Basın açıklamasını, atılan işçilerden Mehmet Ali İçindere okudu. İçindere, pek çok zor koşulda halka hizmet eden işçiler olarak insanca yaşama ve çalışma koşulları istediklerini ancak bu isteklerinin patronlar ve sarı sendika işbirliğiyle örselendiğini aktardı. Bu duruma yaptıkları itiraz sonucu işten çıkarıldıklarını belirten İçindere, "4 hafta boyunca neredeyse her gün Başkent Elektrik Genel Müdürlüğü önünde açıklama gerçekleştirdik ve tek bir sorunun cevabını aradık; ‘Biz neden işten çıkarıldık?'" dedi
"Maliyeti Düşürmek İçin Sendikal Örgütlenmeyi Engelliyorlar"
Sabancı Holding patronlarının işe iade davalarında işçiler kazansa dahi kararı tanımayacaklarını söylemesi hatırlatan İçindere, patronların sendikal örgütlenmenin önüne geçmek, maliyetlerini kısmak ve performans baskısına devam etmek için bu tavrı takındığını söyledi.
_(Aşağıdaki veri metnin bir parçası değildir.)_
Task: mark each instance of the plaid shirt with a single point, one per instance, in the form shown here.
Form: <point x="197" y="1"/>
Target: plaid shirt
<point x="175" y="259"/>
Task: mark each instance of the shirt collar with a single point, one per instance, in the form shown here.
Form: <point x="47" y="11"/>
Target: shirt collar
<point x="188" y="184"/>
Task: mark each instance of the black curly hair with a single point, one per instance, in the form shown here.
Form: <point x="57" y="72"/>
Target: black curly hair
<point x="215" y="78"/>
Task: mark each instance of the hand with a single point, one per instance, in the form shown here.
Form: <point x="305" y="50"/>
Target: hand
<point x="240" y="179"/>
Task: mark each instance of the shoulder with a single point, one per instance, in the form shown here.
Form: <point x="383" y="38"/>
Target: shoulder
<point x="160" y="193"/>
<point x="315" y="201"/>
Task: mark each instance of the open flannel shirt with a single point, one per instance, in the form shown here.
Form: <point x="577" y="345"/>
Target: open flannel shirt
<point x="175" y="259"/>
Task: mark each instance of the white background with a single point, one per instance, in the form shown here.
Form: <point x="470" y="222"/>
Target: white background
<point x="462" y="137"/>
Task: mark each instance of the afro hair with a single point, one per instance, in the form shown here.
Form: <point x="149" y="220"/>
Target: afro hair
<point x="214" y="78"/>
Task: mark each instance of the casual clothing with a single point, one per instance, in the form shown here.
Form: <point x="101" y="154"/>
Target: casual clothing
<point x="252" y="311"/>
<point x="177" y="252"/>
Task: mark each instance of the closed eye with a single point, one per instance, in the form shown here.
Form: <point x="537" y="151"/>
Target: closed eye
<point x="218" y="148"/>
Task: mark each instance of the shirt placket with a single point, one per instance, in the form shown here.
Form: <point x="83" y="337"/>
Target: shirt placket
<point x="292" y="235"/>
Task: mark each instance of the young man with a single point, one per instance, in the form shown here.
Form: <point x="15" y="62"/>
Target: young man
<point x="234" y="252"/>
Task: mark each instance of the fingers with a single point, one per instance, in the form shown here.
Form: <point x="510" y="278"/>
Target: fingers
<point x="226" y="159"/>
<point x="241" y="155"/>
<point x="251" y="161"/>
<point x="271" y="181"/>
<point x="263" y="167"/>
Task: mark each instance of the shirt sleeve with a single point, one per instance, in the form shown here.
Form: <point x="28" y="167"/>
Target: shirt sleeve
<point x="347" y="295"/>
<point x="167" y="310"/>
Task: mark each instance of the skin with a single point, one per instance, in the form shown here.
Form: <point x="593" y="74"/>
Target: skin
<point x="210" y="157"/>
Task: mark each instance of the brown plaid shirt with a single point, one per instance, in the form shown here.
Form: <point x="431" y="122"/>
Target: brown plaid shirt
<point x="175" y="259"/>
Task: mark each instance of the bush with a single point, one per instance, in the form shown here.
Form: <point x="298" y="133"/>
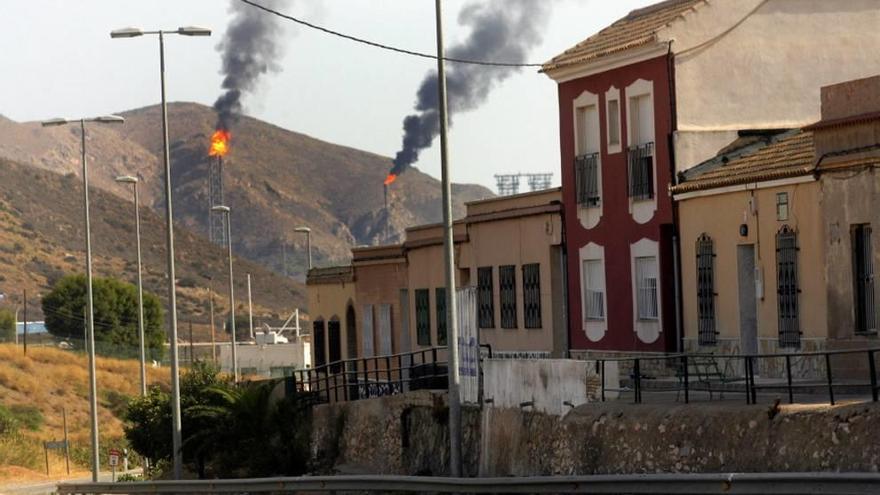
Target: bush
<point x="116" y="315"/>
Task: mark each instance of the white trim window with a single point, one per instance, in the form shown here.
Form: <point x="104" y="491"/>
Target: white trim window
<point x="647" y="290"/>
<point x="594" y="289"/>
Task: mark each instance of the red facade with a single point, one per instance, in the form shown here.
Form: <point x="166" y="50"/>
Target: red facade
<point x="617" y="230"/>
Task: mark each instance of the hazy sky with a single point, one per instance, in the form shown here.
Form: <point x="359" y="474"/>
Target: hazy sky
<point x="58" y="60"/>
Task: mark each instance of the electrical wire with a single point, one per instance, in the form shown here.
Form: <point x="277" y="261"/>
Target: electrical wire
<point x="381" y="45"/>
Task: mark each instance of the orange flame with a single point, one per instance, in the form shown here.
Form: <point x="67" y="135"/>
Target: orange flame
<point x="219" y="143"/>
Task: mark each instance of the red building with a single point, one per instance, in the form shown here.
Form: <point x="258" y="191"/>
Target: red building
<point x="616" y="122"/>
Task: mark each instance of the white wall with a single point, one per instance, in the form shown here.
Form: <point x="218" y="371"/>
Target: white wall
<point x="753" y="64"/>
<point x="547" y="382"/>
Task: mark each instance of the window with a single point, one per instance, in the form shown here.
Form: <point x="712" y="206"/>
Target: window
<point x="440" y="304"/>
<point x="646" y="285"/>
<point x="335" y="344"/>
<point x="614" y="122"/>
<point x="594" y="289"/>
<point x="706" y="291"/>
<point x="486" y="297"/>
<point x="423" y="316"/>
<point x="586" y="171"/>
<point x="782" y="206"/>
<point x="641" y="171"/>
<point x="532" y="295"/>
<point x="318" y="336"/>
<point x="507" y="283"/>
<point x="787" y="287"/>
<point x="863" y="279"/>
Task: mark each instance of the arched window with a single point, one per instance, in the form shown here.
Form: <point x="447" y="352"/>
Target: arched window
<point x="351" y="331"/>
<point x="707" y="334"/>
<point x="787" y="287"/>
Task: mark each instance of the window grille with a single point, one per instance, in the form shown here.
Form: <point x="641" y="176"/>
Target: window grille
<point x="318" y="336"/>
<point x="486" y="296"/>
<point x="423" y="316"/>
<point x="507" y="283"/>
<point x="787" y="287"/>
<point x="646" y="285"/>
<point x="863" y="278"/>
<point x="586" y="169"/>
<point x="334" y="339"/>
<point x="706" y="291"/>
<point x="440" y="303"/>
<point x="594" y="289"/>
<point x="641" y="171"/>
<point x="532" y="295"/>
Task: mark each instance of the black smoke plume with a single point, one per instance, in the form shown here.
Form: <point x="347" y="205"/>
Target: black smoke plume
<point x="250" y="49"/>
<point x="501" y="31"/>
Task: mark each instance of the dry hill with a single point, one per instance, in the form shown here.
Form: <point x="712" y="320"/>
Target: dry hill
<point x="41" y="239"/>
<point x="275" y="180"/>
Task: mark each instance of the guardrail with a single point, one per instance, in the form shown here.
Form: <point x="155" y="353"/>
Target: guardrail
<point x="739" y="373"/>
<point x="672" y="484"/>
<point x="363" y="378"/>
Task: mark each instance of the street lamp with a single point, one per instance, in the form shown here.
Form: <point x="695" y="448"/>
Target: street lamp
<point x="127" y="179"/>
<point x="226" y="211"/>
<point x="176" y="437"/>
<point x="308" y="232"/>
<point x="90" y="338"/>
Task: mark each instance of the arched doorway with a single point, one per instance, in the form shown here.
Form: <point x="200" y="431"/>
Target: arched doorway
<point x="351" y="331"/>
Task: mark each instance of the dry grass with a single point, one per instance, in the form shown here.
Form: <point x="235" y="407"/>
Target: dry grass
<point x="51" y="380"/>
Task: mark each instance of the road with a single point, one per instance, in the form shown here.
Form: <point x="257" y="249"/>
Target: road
<point x="49" y="487"/>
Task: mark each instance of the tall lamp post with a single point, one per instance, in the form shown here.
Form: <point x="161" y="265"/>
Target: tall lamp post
<point x="90" y="338"/>
<point x="449" y="255"/>
<point x="176" y="436"/>
<point x="128" y="179"/>
<point x="308" y="232"/>
<point x="226" y="211"/>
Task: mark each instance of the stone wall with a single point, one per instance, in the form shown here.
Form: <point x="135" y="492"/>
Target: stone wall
<point x="407" y="435"/>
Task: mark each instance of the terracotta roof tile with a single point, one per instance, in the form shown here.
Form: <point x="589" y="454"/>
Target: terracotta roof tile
<point x="636" y="29"/>
<point x="791" y="156"/>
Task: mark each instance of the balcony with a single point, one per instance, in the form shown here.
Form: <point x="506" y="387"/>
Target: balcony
<point x="586" y="171"/>
<point x="641" y="171"/>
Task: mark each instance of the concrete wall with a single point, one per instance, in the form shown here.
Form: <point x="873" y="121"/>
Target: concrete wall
<point x="720" y="216"/>
<point x="741" y="68"/>
<point x="267" y="360"/>
<point x="407" y="435"/>
<point x="548" y="383"/>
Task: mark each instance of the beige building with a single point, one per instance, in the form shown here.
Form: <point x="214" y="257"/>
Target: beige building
<point x="777" y="251"/>
<point x="391" y="299"/>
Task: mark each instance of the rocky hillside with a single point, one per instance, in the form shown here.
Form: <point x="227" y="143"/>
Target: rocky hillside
<point x="41" y="239"/>
<point x="275" y="180"/>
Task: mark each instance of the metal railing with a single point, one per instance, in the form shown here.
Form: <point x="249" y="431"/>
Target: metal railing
<point x="641" y="171"/>
<point x="809" y="373"/>
<point x="364" y="378"/>
<point x="586" y="172"/>
<point x="672" y="484"/>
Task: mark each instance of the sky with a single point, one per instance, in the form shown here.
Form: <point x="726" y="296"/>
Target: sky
<point x="58" y="60"/>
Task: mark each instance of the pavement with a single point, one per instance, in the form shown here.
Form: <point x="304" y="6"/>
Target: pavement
<point x="49" y="487"/>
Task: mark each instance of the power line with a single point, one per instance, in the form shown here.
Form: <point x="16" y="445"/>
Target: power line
<point x="381" y="45"/>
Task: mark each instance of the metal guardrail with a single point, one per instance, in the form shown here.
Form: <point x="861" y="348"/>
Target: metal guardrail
<point x="749" y="362"/>
<point x="672" y="484"/>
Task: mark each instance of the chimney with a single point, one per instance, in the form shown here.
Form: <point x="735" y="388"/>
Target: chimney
<point x="850" y="117"/>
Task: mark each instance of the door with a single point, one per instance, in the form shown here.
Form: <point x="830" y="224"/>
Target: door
<point x="748" y="316"/>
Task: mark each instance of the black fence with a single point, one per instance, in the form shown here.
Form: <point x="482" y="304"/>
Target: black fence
<point x="365" y="378"/>
<point x="810" y="375"/>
"Elektrik Dağıtımı Kamusal Olmalıdır"
"Doğru düzgün bir işleyişin dahi kurulamadığı bu çalışma düzeninde aslında kamusal olması gereken bir hizmetin yani elektrik dağıtımının nasıl düzgünce yapılabileceği bile meçhuldür. Bu durum yalnızca çalışanları değil aynı zamanda bütün bir halkı, ülkeyi etkilemektedir" diyen İçindere, taleplerini şöyle sıraladı:
Enerji İşçilerinin Talepleri
🔹İşten atılan işçiler işe geri alınsın.
🔹 İşten çıkarmalara son verilsin.
🔹 Sendikal baskılara son verilsin.
🔹 Yönetici keyfiyetine karşı önlemler alınsın ve denetlensin.
"9 Mayıs'ta İkiz Kuleler Yine Önünde Olacağız"
Enerji Sen Genel Başkanı Süleyman Keskin, işçilere destek veren tüm emek dostlarına teşekkür ederek. 9 Mayıs'ta tekrar İkiz Kuleler önünde olacaklarını belirterek kararlılıkla, mücadeleyle ve sınıf dostlarının dayanışmasıyla bu mücadeleyi kazanacaklarını belirtti.